Dealing with it: As with all treacheries that follow this template, either do the test yourself or have a teammate do it for you. A difficulty of three means that as long as you have an icon or two to commit to the test, you should be fine … but the players with low fight stats usually do not have a whole lot of fight icons in their deck either. Since there are five treacheries of this kind in the encounter deck, low fight investigators can find themselves bullied by the encounter deck when they draw multiples of them back to back.
What it does: The Web-Spinner is a weak spider that drops a doom token on its location every round it gets to stay alive. It is aloof, making it take more actions to engage and kill it.
My take: I would call the Web-Spinner this scenario’s version of Ancient Evils, but Evils is actually in the deck itself. Still, an enemy that creates doom every turn is a high priority – especially if that doom doesn’t go away when the enemy is killed. It’s worth to drop what you are doing and take these out as soon as possible, even if it means getting slapped by one of Atlach-Nacha’s legs in the process.
Threat level: Very High. Doom is usually how you lose this scenario. Web-Spinners can cause a lot of doom if unanswered, which is why they cannot be allowed to do so.
Dealing with it: Their low stats mean that they aren’t difficult to kill. It just takes a turn to move into their location, engage them and then squish them. Thankfully, it appears at any empty location, so it will not just appear on the other side of the web and you should be able to place it right next to someone capable of killing it.
What it does: Endless Weaving causes a spider enemy to make an immediate attack. If the spider is not engaged, it will drop a doom token on its location instead. Should no spider be in play (which is only possible in the first act, since all of Atlach-Nacha’s parts count as spider enemies, of course), a spider enemy is spawned from the encounter deck.

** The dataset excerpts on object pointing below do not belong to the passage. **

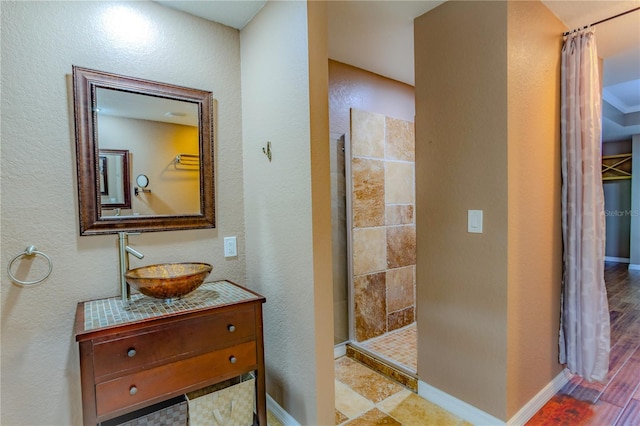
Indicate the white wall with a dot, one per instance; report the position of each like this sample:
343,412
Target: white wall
635,205
281,219
40,41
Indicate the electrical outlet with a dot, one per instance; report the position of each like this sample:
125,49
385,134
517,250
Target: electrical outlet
230,247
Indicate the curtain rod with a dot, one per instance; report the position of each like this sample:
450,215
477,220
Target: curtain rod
601,21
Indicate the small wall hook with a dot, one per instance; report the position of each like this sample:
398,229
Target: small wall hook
267,151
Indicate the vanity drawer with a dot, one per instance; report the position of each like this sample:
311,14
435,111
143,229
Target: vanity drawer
166,344
174,378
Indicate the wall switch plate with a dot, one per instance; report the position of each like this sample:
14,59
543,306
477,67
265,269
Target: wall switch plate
474,221
230,247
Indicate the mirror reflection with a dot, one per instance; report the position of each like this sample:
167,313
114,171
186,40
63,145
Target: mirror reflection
131,127
157,133
115,192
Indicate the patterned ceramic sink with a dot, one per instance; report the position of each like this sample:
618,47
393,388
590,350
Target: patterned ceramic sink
168,280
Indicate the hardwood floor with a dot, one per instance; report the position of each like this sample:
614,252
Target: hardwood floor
616,402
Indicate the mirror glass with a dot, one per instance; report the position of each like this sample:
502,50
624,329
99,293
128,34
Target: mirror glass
131,127
115,193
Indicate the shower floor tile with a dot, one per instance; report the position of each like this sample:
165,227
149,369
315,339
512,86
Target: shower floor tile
399,346
364,398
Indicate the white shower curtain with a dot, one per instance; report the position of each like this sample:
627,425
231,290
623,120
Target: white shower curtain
584,327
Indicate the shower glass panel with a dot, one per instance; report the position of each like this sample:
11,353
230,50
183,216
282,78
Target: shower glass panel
339,240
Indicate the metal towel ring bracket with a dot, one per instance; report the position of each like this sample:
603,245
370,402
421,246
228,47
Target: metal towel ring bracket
29,251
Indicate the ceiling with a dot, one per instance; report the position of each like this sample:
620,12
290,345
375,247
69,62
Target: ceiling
378,36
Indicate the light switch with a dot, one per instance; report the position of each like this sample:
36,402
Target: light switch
230,248
474,219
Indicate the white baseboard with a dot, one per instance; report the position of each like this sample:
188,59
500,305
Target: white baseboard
456,407
478,417
279,413
617,259
541,398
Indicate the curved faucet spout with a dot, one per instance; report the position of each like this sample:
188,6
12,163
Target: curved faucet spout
124,250
134,252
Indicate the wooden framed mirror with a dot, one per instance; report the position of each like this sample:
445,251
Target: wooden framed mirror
167,134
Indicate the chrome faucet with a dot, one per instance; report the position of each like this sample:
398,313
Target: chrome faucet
124,250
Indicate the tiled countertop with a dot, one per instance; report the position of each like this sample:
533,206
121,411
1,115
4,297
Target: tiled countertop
111,311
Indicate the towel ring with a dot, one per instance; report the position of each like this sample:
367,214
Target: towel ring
29,251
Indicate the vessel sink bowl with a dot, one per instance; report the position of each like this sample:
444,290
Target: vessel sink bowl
168,280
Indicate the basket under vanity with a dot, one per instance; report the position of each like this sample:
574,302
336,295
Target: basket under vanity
136,355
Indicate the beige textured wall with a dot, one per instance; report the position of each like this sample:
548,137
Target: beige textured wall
535,232
461,164
40,41
487,137
321,212
351,87
634,250
284,203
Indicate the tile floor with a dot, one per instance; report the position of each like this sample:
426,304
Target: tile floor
365,397
616,402
399,346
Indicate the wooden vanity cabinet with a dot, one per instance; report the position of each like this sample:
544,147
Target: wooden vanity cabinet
128,366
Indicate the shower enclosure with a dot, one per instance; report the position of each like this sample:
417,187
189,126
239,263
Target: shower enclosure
375,233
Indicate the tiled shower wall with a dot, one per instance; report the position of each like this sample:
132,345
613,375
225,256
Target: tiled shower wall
383,225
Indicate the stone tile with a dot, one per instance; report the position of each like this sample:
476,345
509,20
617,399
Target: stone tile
386,370
399,319
368,192
364,381
340,418
401,246
367,134
399,214
370,305
398,345
399,183
409,409
374,417
400,288
400,144
350,403
369,250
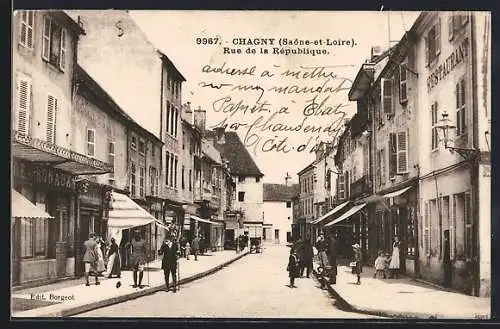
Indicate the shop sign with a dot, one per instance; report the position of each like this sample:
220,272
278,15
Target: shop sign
53,177
448,65
486,171
156,206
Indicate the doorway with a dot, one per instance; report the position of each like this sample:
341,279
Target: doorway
447,268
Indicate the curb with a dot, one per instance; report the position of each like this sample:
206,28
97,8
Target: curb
120,299
344,305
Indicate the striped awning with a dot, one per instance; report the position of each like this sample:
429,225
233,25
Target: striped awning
23,208
347,214
198,219
330,213
125,213
33,149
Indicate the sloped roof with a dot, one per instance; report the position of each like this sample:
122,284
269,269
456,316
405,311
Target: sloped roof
233,150
280,192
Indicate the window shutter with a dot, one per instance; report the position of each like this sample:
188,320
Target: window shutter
438,36
427,236
52,105
427,57
387,95
46,38
451,26
403,90
62,54
347,186
24,28
24,90
393,157
27,24
464,19
402,155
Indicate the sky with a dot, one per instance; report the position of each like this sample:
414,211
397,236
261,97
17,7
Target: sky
261,95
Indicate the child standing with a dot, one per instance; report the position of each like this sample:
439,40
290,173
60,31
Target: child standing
358,269
380,265
293,267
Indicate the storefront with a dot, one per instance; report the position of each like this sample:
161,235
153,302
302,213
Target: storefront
126,217
24,213
46,247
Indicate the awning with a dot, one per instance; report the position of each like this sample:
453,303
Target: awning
331,212
125,213
347,214
204,220
396,193
23,208
34,149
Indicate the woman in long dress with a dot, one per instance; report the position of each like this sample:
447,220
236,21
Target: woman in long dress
114,263
100,258
395,264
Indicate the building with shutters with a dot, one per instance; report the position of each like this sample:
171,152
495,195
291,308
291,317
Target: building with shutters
278,212
354,182
307,185
46,164
454,67
144,83
246,215
324,181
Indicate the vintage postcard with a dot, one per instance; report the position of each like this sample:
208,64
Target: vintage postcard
251,164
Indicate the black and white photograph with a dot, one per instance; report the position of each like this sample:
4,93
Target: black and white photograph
251,164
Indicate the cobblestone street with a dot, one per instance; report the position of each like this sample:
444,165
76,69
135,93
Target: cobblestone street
255,286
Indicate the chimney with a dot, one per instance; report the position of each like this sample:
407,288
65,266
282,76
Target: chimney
220,137
287,179
200,117
187,113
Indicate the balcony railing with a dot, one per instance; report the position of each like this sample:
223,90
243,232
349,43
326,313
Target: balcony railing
27,147
360,187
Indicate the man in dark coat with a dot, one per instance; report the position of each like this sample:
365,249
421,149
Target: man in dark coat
307,257
332,258
170,253
299,250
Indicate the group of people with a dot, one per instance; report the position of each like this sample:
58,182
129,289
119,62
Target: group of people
388,265
95,262
302,253
170,251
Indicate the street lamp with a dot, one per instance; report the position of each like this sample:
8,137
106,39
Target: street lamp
445,127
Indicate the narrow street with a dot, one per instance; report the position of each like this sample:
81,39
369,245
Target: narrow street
253,287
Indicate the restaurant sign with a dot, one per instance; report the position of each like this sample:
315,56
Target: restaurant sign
53,177
448,65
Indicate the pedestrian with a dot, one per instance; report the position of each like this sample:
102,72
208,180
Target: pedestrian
358,267
114,263
188,250
183,242
299,248
170,254
100,257
90,259
138,257
308,255
332,252
380,265
394,265
293,267
195,246
321,246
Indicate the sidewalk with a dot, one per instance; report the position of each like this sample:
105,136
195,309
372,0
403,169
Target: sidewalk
404,298
66,299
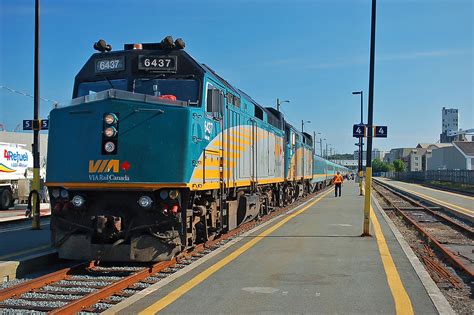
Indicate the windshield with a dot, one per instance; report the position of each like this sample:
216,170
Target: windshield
182,89
87,88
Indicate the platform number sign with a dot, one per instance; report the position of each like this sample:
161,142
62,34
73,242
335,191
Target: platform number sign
380,131
27,124
30,124
358,131
45,124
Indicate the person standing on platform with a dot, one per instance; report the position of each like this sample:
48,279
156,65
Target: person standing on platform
337,180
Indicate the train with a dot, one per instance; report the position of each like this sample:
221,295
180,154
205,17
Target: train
157,153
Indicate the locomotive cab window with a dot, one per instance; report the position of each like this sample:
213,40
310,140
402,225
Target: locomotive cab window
88,88
180,89
214,101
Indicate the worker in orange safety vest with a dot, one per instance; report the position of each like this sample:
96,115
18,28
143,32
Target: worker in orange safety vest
338,180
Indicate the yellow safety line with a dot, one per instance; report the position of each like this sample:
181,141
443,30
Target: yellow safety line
400,296
177,293
26,251
456,207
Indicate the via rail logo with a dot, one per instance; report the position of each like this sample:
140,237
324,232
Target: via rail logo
14,159
108,170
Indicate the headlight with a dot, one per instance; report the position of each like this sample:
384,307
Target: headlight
163,194
145,202
78,201
109,147
64,193
173,194
110,119
56,192
110,132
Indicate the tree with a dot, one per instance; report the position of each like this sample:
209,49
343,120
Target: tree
399,166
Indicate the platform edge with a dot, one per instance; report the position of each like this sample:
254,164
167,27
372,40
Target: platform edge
441,304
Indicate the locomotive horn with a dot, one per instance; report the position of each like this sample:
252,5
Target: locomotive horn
102,46
167,42
179,43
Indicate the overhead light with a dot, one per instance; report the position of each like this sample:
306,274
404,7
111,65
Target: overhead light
109,146
110,132
110,119
64,193
145,202
78,201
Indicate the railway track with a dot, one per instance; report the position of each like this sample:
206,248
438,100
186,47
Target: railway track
94,288
445,236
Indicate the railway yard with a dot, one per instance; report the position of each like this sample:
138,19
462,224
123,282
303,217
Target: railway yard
304,258
196,157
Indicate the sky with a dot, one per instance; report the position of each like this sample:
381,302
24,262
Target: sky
312,52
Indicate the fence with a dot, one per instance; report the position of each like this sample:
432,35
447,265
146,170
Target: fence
453,176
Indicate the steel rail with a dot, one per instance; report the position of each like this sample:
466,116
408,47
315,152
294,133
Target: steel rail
88,300
94,297
447,253
469,232
40,282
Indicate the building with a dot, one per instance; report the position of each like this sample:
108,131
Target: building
26,138
376,154
398,154
417,160
457,156
450,122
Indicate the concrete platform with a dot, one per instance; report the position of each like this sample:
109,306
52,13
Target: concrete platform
457,202
17,213
310,261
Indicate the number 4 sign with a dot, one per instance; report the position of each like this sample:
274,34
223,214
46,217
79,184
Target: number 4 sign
358,131
380,131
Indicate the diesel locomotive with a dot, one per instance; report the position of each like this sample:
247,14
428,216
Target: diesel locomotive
157,153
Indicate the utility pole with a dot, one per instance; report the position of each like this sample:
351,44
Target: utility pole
368,168
36,126
321,146
361,143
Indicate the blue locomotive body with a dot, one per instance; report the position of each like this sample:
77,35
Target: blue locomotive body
165,154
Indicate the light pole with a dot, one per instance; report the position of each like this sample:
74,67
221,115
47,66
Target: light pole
321,146
35,210
361,144
281,102
370,117
303,122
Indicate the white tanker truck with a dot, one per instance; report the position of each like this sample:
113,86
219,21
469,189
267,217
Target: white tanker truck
16,164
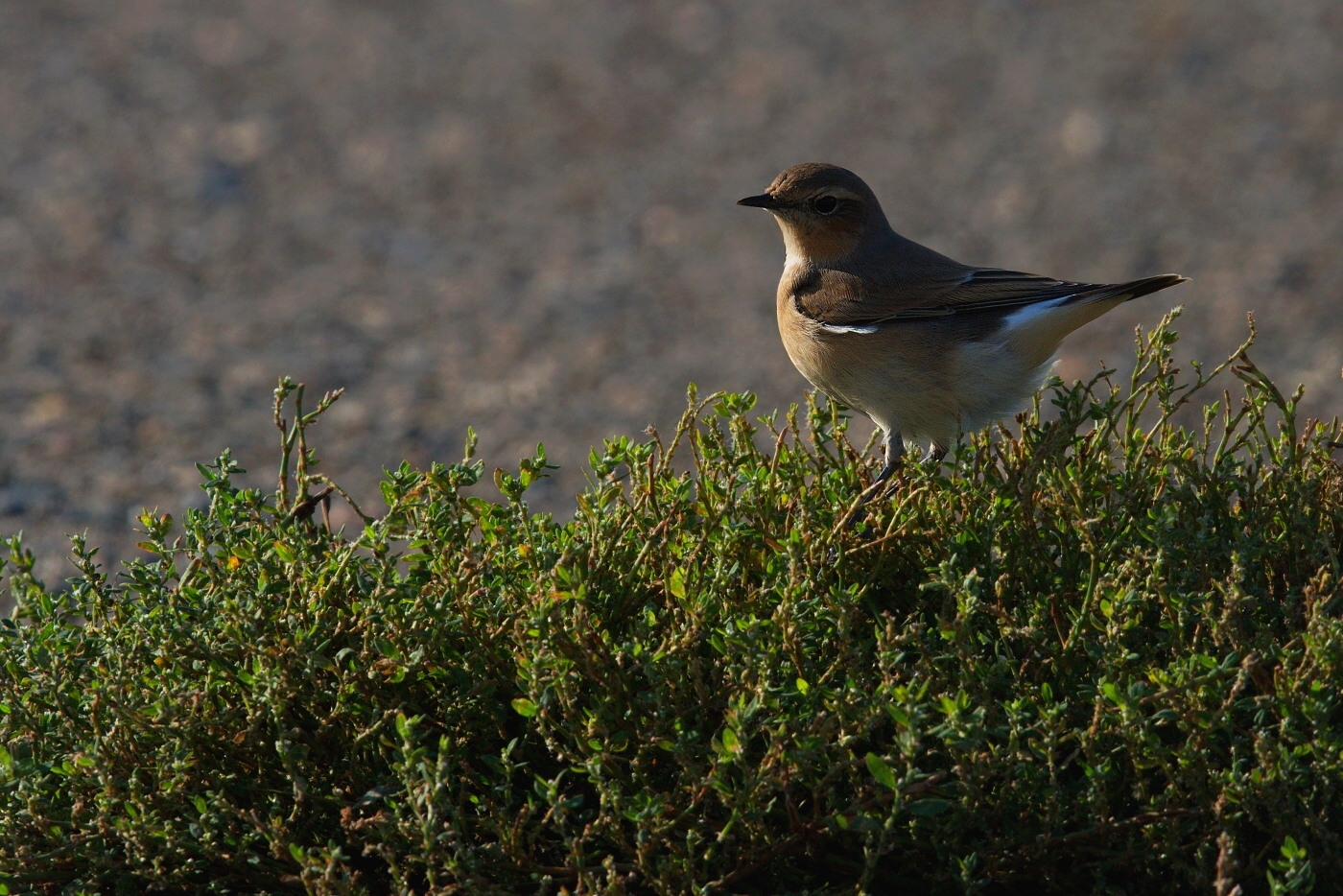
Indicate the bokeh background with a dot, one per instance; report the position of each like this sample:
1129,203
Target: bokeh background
519,215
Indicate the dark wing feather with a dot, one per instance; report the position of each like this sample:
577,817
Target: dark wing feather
852,302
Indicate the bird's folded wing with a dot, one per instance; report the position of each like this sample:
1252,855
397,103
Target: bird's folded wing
846,301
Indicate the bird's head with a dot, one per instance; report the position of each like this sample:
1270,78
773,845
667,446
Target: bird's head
826,212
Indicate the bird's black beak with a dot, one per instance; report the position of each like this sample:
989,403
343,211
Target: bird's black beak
763,200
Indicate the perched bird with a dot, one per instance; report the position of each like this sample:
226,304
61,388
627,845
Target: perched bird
919,342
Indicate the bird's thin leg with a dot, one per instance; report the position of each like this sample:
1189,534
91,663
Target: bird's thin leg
935,455
895,455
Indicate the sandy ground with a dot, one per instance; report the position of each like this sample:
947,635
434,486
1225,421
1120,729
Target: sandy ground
520,215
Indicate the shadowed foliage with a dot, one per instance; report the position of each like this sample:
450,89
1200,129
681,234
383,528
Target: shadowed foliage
1096,656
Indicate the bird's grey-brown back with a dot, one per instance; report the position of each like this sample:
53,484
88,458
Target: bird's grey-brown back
920,342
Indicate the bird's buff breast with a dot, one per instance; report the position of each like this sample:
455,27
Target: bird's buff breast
828,360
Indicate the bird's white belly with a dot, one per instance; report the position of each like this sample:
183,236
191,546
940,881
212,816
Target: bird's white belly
912,382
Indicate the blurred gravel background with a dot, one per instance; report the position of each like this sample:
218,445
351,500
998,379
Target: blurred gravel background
520,215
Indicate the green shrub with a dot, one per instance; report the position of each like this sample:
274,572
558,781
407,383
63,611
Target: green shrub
1101,656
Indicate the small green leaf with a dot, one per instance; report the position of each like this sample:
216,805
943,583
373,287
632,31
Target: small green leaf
929,806
882,771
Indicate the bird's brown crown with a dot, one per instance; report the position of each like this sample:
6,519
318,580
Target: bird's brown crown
823,211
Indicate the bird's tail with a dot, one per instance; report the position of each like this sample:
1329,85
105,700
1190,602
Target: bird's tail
1127,292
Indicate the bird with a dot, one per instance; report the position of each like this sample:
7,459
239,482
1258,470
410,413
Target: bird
922,344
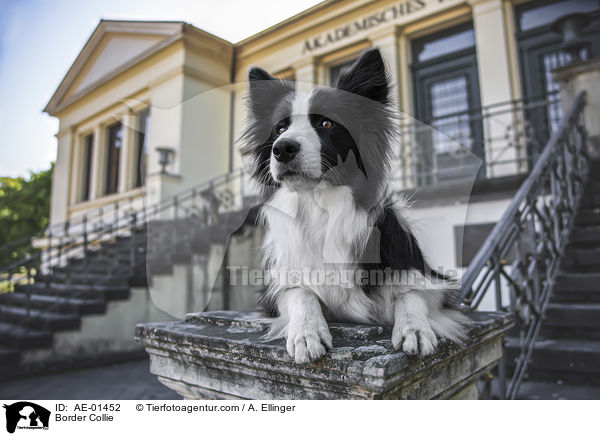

My take: I don’t have a habit of engaging spiders and letting them live into the next turn, so i have come to accept Endless Weavings as Ancient Evils #4-6. Obviously that’s not great for us…
Threat level: Very High. It could be argued that this is even worse than Ancient Evils, since the doom token placed on the location persists through flipping the agenda.
Dealing with it: If given the option, take the attack. You are going to need as little doom on the locations as possible to have as much time as you can to deal with the final phase of the boss fight. That being said, this option doesn’t present itself often (unless you set it up to do so, but that doesn’t seem worth it), leaving Endless Weaving as a prime candidate for a cancel card.